Not only do we lose the things that we don’t practice over many years, but as a culture, it’s possible that in our efforts to make children’s lives as safe and pain-free as we can, American children are missing out on lessons and skills learned through the crucial, bodily negative reinforcement of failure experienced during practice. Part of the reason that learning to ride a bike is a life skill is because it tests the durability of our body, and also our resolve, on a daily basis. Few children learn to ride a bike without some spectacular crashes; I fondly remember some of my worst: a slide down a steep driveway and into a gravel pit; breaking too hastily and hurling myself bodily over the handle bars; and, dozens more accidents, even after I’d “learned”, serving as a refresher course in the fragility and resiliency of my growing body and still nascent coordination.
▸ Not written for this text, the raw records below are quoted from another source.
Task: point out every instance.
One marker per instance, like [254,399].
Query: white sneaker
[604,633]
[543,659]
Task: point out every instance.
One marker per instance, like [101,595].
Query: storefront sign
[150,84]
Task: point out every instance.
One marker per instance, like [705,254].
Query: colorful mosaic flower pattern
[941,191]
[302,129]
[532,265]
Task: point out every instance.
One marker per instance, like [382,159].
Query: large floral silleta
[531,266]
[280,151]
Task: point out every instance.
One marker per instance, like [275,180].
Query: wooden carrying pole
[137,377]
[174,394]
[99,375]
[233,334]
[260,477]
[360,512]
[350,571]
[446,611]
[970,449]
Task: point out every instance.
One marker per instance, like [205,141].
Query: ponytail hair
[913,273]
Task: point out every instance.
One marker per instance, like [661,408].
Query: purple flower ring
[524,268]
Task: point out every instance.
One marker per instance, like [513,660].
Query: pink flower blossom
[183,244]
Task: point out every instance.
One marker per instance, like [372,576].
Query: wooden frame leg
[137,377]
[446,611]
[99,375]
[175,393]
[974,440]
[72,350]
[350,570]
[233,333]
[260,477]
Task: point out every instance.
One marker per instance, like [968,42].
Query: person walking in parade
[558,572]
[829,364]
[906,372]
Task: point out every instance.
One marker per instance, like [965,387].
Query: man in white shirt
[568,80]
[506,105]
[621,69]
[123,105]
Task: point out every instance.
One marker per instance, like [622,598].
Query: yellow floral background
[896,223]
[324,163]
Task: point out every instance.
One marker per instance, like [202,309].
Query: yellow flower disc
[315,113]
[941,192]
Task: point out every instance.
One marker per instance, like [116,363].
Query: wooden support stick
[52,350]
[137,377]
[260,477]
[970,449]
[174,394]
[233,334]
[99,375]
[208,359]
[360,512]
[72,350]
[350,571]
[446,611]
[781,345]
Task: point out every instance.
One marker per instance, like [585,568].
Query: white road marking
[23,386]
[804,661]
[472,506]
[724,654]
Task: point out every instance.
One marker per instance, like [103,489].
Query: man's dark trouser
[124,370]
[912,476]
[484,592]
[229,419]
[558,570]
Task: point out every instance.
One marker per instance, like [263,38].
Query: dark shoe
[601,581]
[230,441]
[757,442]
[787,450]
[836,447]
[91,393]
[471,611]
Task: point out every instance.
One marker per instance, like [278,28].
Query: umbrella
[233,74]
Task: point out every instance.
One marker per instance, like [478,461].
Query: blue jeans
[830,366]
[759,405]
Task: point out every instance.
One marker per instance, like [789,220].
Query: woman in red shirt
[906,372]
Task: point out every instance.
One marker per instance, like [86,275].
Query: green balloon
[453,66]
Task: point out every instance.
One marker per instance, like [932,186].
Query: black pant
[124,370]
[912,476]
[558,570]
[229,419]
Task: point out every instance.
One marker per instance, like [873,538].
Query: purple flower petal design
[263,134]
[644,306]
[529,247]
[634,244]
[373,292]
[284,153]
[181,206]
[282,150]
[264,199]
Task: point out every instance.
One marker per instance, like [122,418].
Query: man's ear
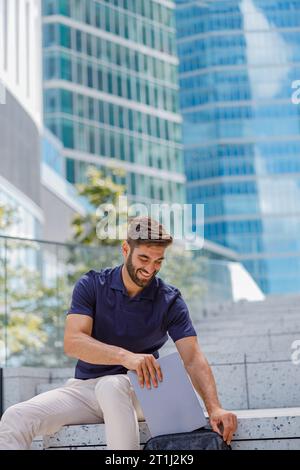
[125,248]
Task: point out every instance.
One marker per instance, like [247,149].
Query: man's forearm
[88,349]
[204,383]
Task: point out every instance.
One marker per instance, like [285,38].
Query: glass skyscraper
[238,60]
[111,92]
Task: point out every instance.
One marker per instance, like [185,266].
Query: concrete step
[257,429]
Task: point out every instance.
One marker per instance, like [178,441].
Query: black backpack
[199,439]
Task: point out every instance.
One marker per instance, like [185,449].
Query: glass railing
[36,282]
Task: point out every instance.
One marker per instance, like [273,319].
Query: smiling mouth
[146,276]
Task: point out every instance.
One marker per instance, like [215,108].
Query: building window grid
[162,73]
[160,30]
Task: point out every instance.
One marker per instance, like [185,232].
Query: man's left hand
[224,423]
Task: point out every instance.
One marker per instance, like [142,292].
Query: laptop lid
[174,406]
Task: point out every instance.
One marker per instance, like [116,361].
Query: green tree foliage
[99,191]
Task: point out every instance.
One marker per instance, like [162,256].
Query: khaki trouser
[110,399]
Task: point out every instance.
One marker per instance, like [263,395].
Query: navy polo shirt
[140,324]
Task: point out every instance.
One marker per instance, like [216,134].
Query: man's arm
[78,343]
[203,380]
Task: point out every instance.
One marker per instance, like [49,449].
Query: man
[119,318]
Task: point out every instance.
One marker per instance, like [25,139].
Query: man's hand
[146,367]
[224,423]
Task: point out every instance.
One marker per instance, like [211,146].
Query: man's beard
[132,271]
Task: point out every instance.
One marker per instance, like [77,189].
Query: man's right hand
[146,367]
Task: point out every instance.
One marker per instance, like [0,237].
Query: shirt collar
[118,284]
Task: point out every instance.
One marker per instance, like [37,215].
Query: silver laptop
[174,406]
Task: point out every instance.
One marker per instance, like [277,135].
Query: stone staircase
[249,346]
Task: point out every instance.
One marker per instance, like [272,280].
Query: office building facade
[238,62]
[111,92]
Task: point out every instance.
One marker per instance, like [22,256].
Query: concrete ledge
[257,429]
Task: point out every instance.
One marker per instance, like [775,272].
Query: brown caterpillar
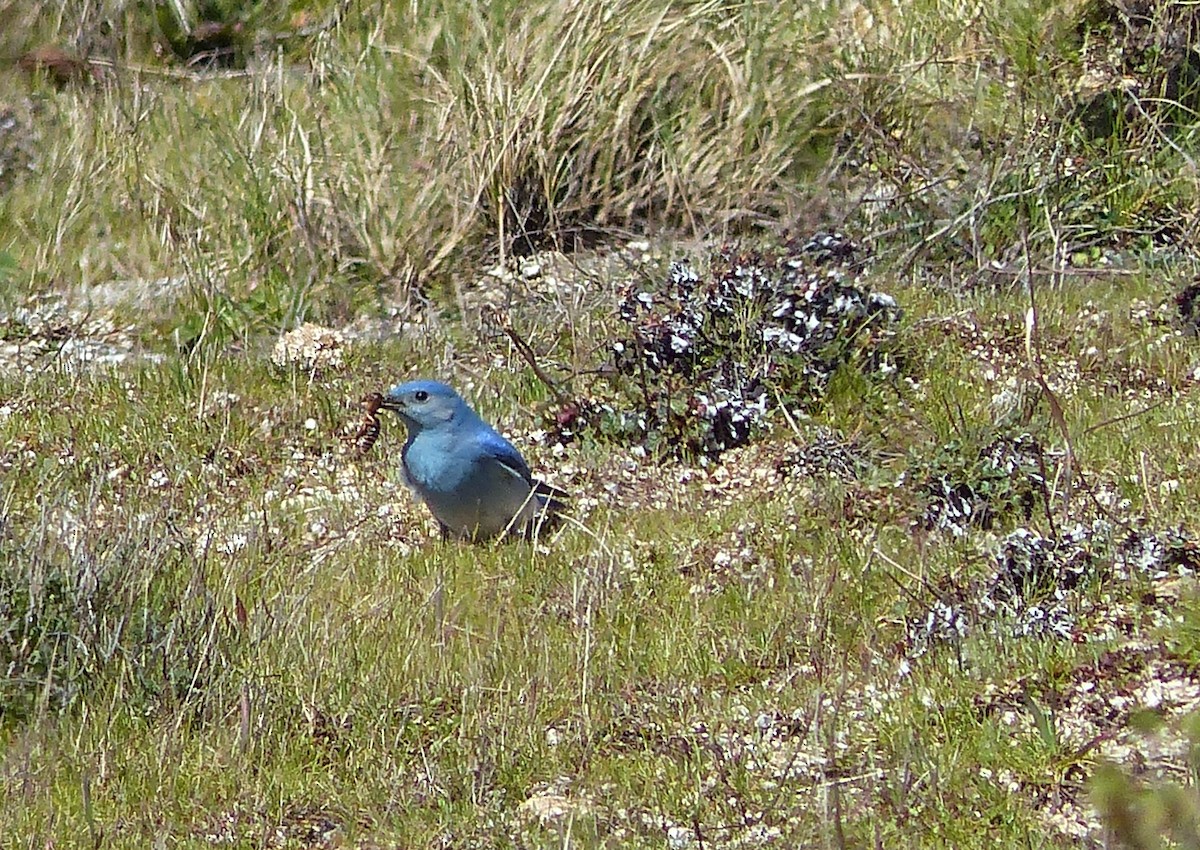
[369,430]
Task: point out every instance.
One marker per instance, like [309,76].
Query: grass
[221,626]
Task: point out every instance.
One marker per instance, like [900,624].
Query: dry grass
[220,626]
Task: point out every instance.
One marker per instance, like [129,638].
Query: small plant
[708,357]
[967,490]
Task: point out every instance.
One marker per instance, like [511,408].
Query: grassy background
[221,626]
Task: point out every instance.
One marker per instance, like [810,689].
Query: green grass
[219,626]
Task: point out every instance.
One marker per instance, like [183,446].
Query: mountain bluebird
[474,483]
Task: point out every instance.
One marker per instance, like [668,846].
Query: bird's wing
[502,452]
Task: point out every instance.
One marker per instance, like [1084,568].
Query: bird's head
[424,403]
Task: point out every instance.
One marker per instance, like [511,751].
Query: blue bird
[472,479]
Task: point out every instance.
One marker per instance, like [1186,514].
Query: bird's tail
[552,503]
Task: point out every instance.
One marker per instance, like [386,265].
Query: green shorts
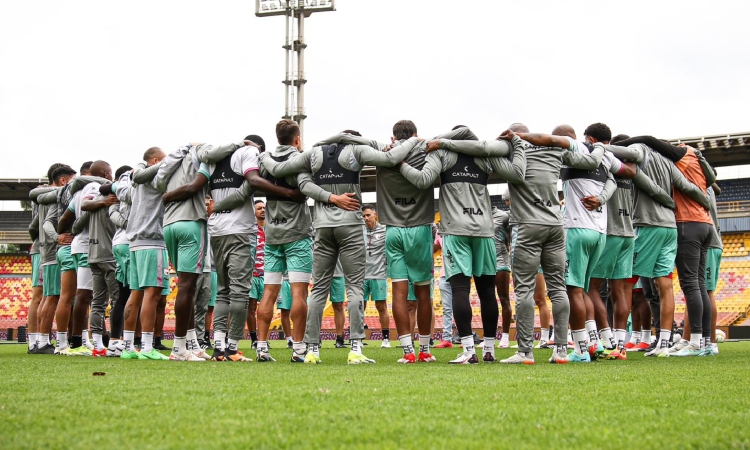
[713,261]
[256,290]
[51,280]
[285,297]
[376,290]
[468,255]
[337,290]
[583,247]
[36,273]
[186,245]
[149,267]
[122,259]
[654,251]
[616,262]
[65,260]
[408,253]
[214,288]
[290,257]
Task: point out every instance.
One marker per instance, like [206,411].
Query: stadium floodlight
[294,81]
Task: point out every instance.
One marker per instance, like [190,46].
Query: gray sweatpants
[534,245]
[105,288]
[202,298]
[234,256]
[348,245]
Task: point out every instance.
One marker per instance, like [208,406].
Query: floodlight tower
[294,46]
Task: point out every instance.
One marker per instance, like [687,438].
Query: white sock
[664,338]
[219,340]
[489,346]
[62,339]
[180,345]
[580,338]
[608,338]
[591,331]
[406,343]
[545,334]
[192,341]
[620,338]
[424,343]
[98,344]
[129,336]
[468,343]
[147,342]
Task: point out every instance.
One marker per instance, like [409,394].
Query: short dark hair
[258,140]
[404,129]
[599,131]
[51,171]
[122,170]
[61,172]
[286,131]
[619,137]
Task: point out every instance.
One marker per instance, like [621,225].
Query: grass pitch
[56,402]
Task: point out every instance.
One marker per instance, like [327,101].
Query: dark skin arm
[186,191]
[261,184]
[93,205]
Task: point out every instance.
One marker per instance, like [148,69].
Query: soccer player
[185,237]
[234,236]
[655,226]
[376,288]
[466,226]
[256,291]
[338,233]
[149,264]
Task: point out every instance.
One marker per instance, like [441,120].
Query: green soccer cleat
[358,358]
[153,355]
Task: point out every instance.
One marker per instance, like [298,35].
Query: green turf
[55,402]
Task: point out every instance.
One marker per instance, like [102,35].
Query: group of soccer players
[633,208]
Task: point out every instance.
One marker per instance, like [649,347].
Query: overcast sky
[106,80]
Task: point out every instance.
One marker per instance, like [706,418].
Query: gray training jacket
[336,169]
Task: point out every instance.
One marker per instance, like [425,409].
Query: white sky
[91,80]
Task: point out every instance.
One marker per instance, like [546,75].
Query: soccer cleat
[153,355]
[489,358]
[185,356]
[444,344]
[48,349]
[80,351]
[312,358]
[557,358]
[465,358]
[358,358]
[236,357]
[689,350]
[408,358]
[128,355]
[519,358]
[261,356]
[616,354]
[575,357]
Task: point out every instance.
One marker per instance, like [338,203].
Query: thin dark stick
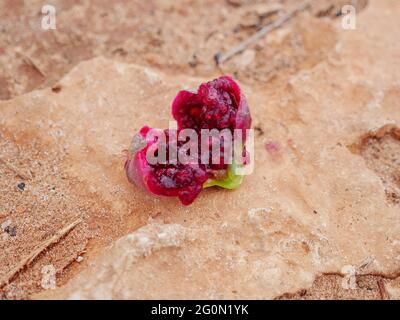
[221,57]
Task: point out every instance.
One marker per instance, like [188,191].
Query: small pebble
[21,186]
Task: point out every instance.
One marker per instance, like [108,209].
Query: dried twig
[17,171]
[382,290]
[221,57]
[35,253]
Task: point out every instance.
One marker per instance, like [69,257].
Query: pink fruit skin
[218,104]
[141,173]
[212,95]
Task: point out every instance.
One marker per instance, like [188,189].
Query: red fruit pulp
[169,178]
[218,104]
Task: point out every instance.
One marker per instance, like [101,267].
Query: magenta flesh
[218,104]
[166,179]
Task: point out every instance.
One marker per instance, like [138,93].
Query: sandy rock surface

Mistakes riding a bike, climbing a tree, or in selecting acceptable sticks for make-believe pirate duel have a cost in blood, and actually, the more serious, the deeper the respect we earn; a sign-able cast is an envied elementary school status symbol [“You broke your arm—how!?!” / “No big deal: I fell down the ravine on Elmwood St.” :::stunned awe:::].
Recently I scraped myself and was shocked by the blood, the whitened curls of scraped skin, and what followed: I've forgotten how to scab gracefully, and with pride. As a child I compared my scabs to those of other children: the breadth, the color, bruising on the edges, and whether it presented as a granule dusting, or as an exciting maroon exoskeleton, but as an adult it becomes a mark of shame (unless you happen to have gotten it saving an actual child from some gory fate); my platelets still do their programmed job, but the result feels like an unnatural hardship, a mark of immature and/or clumsy activity. When we fall out of the practice of failure and recovery, when we stop scabbing with pride, gradually avoiding all opportunities for injury, we lose an essential piece of our childhood: the badge and learning achieved through recklessly experimental motion.